Nel clima cortigiano di casa Di Capua non mancò per il padrone di casa la bella amante: Laura Filomarino, cugina del D., era rimasta vedova giovanissima: con lei il titolato cugino ebbe una relazione dalla quale nacque Annibale (allevato segretamente a Vico Equense), che vestì l'abito ecclesiastico e che godette di un'eredità di 2.000 ducati di entrate annui. Mentre era ospite del D., Tasso concludeva la Gerusalemme conquistata. Il compimento dell'opera segnò l'inizio di screzi e dissapori tra i due. Non sappiamo precisamente cosa accadesse; possiamo solo osservare che Torquato Tasso non dedicò la Conquistata all'ospite che gli aveva consentito la tranquilla stesura (dedicherà l'opera ai nuovi patroni romani, i cardinali Aldobrandini) né intratterrà rapporti con il D. nell'ultimo soggiorno napoletano del 1595.

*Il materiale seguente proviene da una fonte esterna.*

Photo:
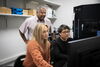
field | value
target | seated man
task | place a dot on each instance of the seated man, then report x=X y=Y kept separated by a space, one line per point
x=59 y=47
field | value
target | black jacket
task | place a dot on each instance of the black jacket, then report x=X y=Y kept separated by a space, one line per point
x=59 y=52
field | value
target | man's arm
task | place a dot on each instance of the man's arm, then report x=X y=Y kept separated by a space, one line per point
x=23 y=37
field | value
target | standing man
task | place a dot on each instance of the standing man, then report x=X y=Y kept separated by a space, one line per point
x=29 y=24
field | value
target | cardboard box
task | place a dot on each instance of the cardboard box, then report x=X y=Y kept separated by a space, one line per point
x=32 y=12
x=25 y=12
x=5 y=10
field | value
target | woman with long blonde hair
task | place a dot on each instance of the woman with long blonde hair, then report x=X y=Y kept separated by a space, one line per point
x=38 y=49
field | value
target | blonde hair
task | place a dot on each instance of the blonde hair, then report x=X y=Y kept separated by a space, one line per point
x=37 y=35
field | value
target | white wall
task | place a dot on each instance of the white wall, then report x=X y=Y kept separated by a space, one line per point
x=11 y=44
x=65 y=13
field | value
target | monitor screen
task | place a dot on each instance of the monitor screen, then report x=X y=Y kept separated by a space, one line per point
x=84 y=52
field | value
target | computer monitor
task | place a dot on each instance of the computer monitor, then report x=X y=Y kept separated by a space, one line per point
x=84 y=52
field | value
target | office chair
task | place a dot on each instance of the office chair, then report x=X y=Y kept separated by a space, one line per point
x=19 y=61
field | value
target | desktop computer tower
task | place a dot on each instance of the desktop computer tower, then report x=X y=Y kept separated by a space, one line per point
x=86 y=21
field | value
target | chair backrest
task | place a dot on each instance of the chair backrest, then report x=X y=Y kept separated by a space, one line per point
x=19 y=61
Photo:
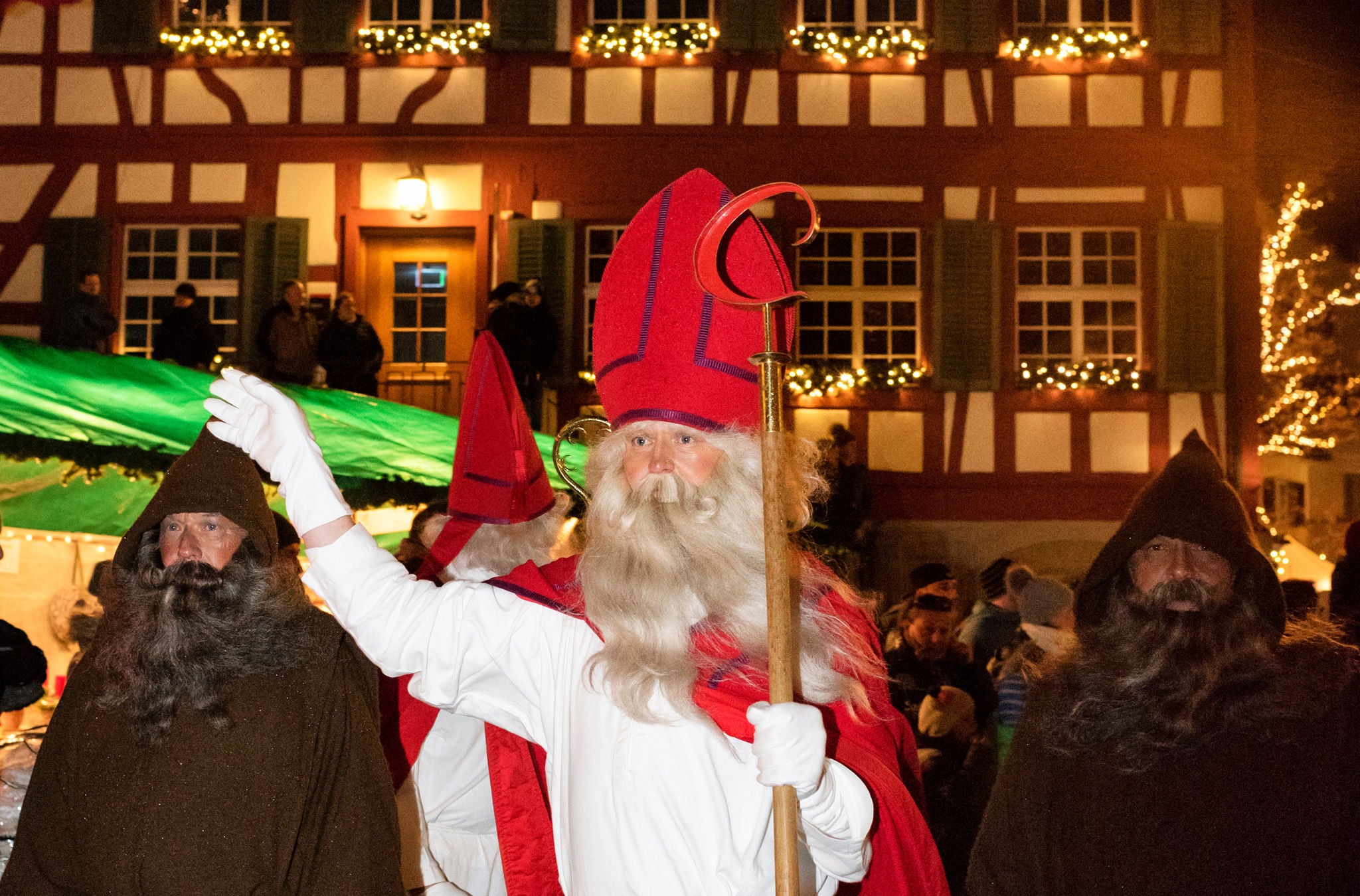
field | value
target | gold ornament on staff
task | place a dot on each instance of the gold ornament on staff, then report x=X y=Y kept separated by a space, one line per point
x=781 y=608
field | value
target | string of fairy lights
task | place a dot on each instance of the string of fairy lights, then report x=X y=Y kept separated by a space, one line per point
x=1065 y=44
x=1290 y=302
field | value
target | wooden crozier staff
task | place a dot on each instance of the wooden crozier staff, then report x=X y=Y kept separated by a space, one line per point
x=781 y=605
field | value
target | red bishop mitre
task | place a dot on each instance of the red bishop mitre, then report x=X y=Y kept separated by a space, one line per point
x=498 y=473
x=665 y=348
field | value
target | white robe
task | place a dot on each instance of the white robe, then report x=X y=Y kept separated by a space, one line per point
x=669 y=809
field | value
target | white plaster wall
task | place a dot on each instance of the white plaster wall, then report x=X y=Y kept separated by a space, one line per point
x=1114 y=101
x=979 y=435
x=309 y=190
x=614 y=96
x=550 y=96
x=188 y=102
x=75 y=27
x=1043 y=101
x=21 y=31
x=825 y=100
x=1204 y=100
x=685 y=97
x=26 y=283
x=218 y=183
x=896 y=441
x=958 y=100
x=146 y=181
x=21 y=94
x=382 y=92
x=1120 y=441
x=1043 y=442
x=82 y=196
x=139 y=93
x=898 y=101
x=19 y=184
x=960 y=203
x=323 y=94
x=815 y=423
x=263 y=92
x=85 y=97
x=462 y=102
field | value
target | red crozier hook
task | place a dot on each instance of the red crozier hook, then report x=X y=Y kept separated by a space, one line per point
x=706 y=265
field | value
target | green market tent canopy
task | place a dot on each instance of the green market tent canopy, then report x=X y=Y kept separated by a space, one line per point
x=86 y=434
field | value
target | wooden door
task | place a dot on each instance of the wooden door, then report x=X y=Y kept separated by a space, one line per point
x=419 y=294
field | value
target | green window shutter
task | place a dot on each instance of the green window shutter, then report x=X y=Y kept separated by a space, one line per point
x=966 y=26
x=750 y=25
x=545 y=250
x=968 y=306
x=272 y=250
x=325 y=26
x=1187 y=27
x=524 y=25
x=1191 y=354
x=70 y=246
x=127 y=27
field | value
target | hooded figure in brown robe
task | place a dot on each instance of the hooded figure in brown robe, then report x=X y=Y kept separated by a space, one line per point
x=220 y=737
x=1192 y=741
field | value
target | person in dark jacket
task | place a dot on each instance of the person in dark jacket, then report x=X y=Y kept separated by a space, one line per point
x=80 y=320
x=220 y=736
x=350 y=350
x=1192 y=741
x=185 y=335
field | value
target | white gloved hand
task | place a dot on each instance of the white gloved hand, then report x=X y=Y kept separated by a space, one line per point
x=790 y=745
x=272 y=430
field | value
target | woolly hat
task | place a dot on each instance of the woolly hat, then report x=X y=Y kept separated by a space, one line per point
x=929 y=574
x=942 y=714
x=664 y=347
x=1192 y=500
x=498 y=473
x=995 y=578
x=211 y=478
x=1042 y=600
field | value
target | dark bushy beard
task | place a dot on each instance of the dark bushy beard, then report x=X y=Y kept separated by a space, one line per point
x=1148 y=682
x=181 y=635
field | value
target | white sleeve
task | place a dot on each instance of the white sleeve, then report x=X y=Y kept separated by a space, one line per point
x=472 y=648
x=835 y=824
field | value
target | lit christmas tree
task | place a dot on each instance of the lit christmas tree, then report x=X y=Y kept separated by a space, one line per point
x=1309 y=389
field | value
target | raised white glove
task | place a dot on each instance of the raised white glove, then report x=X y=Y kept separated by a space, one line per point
x=790 y=745
x=272 y=430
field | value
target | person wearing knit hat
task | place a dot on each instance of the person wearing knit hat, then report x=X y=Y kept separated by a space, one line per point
x=220 y=736
x=995 y=623
x=641 y=666
x=1192 y=740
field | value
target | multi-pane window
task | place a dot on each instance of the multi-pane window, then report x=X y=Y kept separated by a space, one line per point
x=161 y=258
x=600 y=242
x=426 y=13
x=1078 y=295
x=863 y=297
x=860 y=15
x=233 y=13
x=419 y=312
x=1038 y=15
x=649 y=11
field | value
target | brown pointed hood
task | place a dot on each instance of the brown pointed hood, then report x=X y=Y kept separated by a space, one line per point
x=211 y=478
x=1192 y=500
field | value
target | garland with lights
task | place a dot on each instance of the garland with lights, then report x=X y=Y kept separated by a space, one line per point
x=823 y=380
x=189 y=40
x=392 y=40
x=1308 y=385
x=883 y=42
x=1090 y=376
x=1076 y=44
x=641 y=41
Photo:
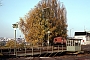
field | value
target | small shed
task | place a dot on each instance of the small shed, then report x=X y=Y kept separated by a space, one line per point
x=73 y=44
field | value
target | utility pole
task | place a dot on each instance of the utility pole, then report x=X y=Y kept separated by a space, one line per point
x=15 y=26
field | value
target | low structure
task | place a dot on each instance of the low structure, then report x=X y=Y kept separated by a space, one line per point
x=73 y=45
x=85 y=36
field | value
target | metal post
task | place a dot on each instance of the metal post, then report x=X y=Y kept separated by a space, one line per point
x=32 y=50
x=15 y=49
x=62 y=48
x=15 y=43
x=48 y=39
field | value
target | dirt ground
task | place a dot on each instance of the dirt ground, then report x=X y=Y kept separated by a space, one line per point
x=66 y=57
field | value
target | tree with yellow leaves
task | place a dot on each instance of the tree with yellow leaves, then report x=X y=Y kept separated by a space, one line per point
x=48 y=15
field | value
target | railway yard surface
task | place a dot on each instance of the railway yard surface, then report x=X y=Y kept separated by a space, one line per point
x=64 y=57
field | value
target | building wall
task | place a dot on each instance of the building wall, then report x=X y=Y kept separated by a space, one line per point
x=83 y=41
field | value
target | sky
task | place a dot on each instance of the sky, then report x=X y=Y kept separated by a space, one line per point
x=78 y=15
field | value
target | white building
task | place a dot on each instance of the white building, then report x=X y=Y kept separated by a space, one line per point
x=85 y=36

In quell'anno un episodio non del tutto chiaro movimentò casa Di Capua: Colantonio Stigliola, architetto di palazzo, durante una conversazione si lasciò andare a pericolose considerazioni sulla fede. Per questo venne arrestato e incarcerato su denuncia del gesuita Claudio Migliaresi, consultore del tribunale dell'Inquisizione di Napoli. Nell'agosto la testimonianza del D. rafforzò le accuse di eresia nei confronti dello Stigliola che verrà condannato. Non è da escludere che un atteggiamento così deciso nei confronti dell'accusato derivasse anche dal rischio che si potesse accusare l'ambiente di casa Di Capua di pratiche esoteriche, certamente diffuse a Napoli in quegli anni; tutto questo anche perché dal 1580 Colantonio Stigliola nell'educazione del giovane D. aveva avuto dal padre di questo, Giulio Cesare, il compito di maestro della sfera. La lettura della sfera era molto praticata e diffusa negli ambienti aristocratici e religiosi e lo Stigliola era molto esperto in quest'arte.

Un'altra stella brillò nel salotto di casa Di Capua: un giovane che si avviava ad ereditare in campo europeo la fama di Torquato Tasso, Giovan Battista Marino. Dal 1592 frequentò i salotti più prestigiosi di Napoli, quello di casa Manso e quello dei Di Capua. E proprio in quest'ultimo affinò la sua preparazione intellettuale, grazie alla fornitissima biblioteca e ai prestigiosi personaggi con i quali poté entrare in contatto. Dalla seconda metà del 1596 divenne segretario del principe e visse lo splendore della vita cortigiana. Proprio in questi anni maturerò il progetto dell'Adone.

Nel 1597 il D. ricevette il titolo di grande ammiraglio del Regno. Nel mese di maggio assisté impotente all'arresto del Marino. Nonostante le pesanti accuse (sodomismo, violenza su una fanciulla), grazie all'intercessione del principe - dopo un solo mese di detenzione - il poeta poté tornare in casa Di Capua e riprendere l'incarico. Passarono solo due anni e Marino fu di nuovo arrestato; questa volta il D. non intervenne e sospese definitivamente ogni rapporto con il poeta. Per il D. stava però iniziando la parabola discendente. Al contrario del padre, intaccava sempre più le pur notevoli ricchezze. Gli ultimi anni della sua non lunga vita si colorarono di tinte fosche. Una sua amante, Giovanna Pignone, moglie di Giovanni Pignatelli, fu avvelenata e uccisa dai fratelli del marito che poi tentarono di uccidere anche il D.; ma delle "arghibugiate" sparategli contro la sera del 13 marzo 1604 fecero le spese due suoi servitori, uno dei quali rimase ucciso. Si trovava a Vico Equense quando si sentì mancare; ordinò di essere condotto a Napoli ma qui giunto, il 29 apr. 1607 morì.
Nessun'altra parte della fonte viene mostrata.